As a psychiatric nurse, I had been taught not to cry in front of patients or families. I always heard it would be too difficult for the patient to cope with a nurse crying. It just wouldn't be therapeutic. But I now work in geropsychiatry instead of general psychiatry. The nurses here do lots of things differently. We are big on giving patients hugs and allowing them in the nurses' station, among other things. All things I never would have done in general psychiatry.

I never really saw myself as a big-time crier, but a personal experience probably set me up for being closer to crying than usual. My youngest sister and her husband had been trying to have a baby for some time. She was 12 weeks pregnant and then lost the baby. I was feeling sad for them and had become very teary several times at home.

The first crying experience at work happened when the charge nurse and I needed to talk to the wife of a patient with advanced dementia. This was no ordinary patient. Ron had been an outstanding nursing assistant and an all-around nice guy who I worked with more than 15 years ago. Now he could not say my name or put together a complete sentence and needed 24-hour supervision. We had spoken with his wife many times about his prognosis and abilities, but because of his young age, the change in his personality, and massiveness of the disease, she had trouble comprehending all of the consequences of his condition. The charge nurse and I sat down with Ron's wife and discussed how Ron was no longer worried about his appearance or able to appreciate what she was doing for him. Basically, he was no longer Ron. The three of us cried as we talked about their losses and the tough decisions before her.

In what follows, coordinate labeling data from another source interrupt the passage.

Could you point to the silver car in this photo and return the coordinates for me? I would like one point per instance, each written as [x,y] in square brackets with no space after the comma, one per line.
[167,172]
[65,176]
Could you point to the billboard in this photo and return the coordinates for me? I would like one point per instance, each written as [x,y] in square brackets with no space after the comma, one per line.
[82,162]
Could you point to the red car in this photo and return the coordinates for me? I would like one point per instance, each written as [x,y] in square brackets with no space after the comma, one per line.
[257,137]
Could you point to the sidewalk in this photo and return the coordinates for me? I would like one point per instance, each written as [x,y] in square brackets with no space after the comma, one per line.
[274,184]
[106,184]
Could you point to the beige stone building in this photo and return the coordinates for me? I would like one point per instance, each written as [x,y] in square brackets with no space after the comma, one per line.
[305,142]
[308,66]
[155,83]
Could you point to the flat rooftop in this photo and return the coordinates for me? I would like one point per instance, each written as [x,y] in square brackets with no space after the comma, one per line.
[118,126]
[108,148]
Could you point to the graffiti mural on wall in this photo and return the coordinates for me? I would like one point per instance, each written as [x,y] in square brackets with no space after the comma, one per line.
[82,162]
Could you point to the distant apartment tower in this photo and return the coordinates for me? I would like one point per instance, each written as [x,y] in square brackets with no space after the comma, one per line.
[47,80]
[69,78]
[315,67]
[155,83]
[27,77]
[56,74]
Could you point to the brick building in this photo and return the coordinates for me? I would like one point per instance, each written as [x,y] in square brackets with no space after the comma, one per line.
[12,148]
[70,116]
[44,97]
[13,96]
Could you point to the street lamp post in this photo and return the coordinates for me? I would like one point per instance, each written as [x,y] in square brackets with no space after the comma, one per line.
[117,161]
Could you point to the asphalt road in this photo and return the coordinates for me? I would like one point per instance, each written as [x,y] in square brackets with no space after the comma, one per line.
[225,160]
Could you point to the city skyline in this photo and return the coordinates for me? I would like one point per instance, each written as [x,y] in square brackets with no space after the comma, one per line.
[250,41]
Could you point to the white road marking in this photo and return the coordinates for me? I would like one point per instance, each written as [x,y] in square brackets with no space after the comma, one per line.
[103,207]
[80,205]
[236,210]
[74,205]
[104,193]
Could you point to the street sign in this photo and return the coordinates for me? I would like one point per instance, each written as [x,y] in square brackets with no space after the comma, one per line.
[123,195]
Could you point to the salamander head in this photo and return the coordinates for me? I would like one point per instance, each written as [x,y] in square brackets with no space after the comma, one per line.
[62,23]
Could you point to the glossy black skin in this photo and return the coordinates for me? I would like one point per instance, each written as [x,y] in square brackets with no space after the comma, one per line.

The next time I cried at work that week was when I received a phone call from the wife of one of our liveliest patients. This woman and her husband would come in for outpatient appointments, joking and laughing the entire time. They obviously loved each other and life in general. Usually, the wife would call with a question about side effects or when they ran out of medications. This time was different. She called to tell me that while they were on vacation, her husband had a stroke and died 3 days later. I cried; she cried. She and their son came in to see me later that week and talked about their wonderful relationship and how her husband lived life to its fullest. We cried together.

The last time I cried was approximately 4 p.m. that Friday afternoon. I was talking to the daughter and caregiver of one of our patients with dementia who attends the day treatment program. She had been through a difficult time with her father, but after some interventions, things were looking up. She related a story that happened after a particularly frustrating day of care when her father was resistant to do anything. After she got him tucked into bed, he looked at her and said he didn't mean to give her a hard time. She said she knew that and loved him. He told her, "You are my sunshine," and broke into a robust rendition of the song. She said she broke into tears. I did, too.

These caregivers and wives touched me, and I'd like to think that I their lives. Looking over the three experiences, I would not have changed anything. I think that my crying let these women know that I had a good idea of what they were going through, and perhaps allowed them to express their grief. In this way, they truly were therapeutic interactions. Even though there are many difficult issues surrounding caring for geropsychiatric patients and their families, I wouldn't trade the experience for anything.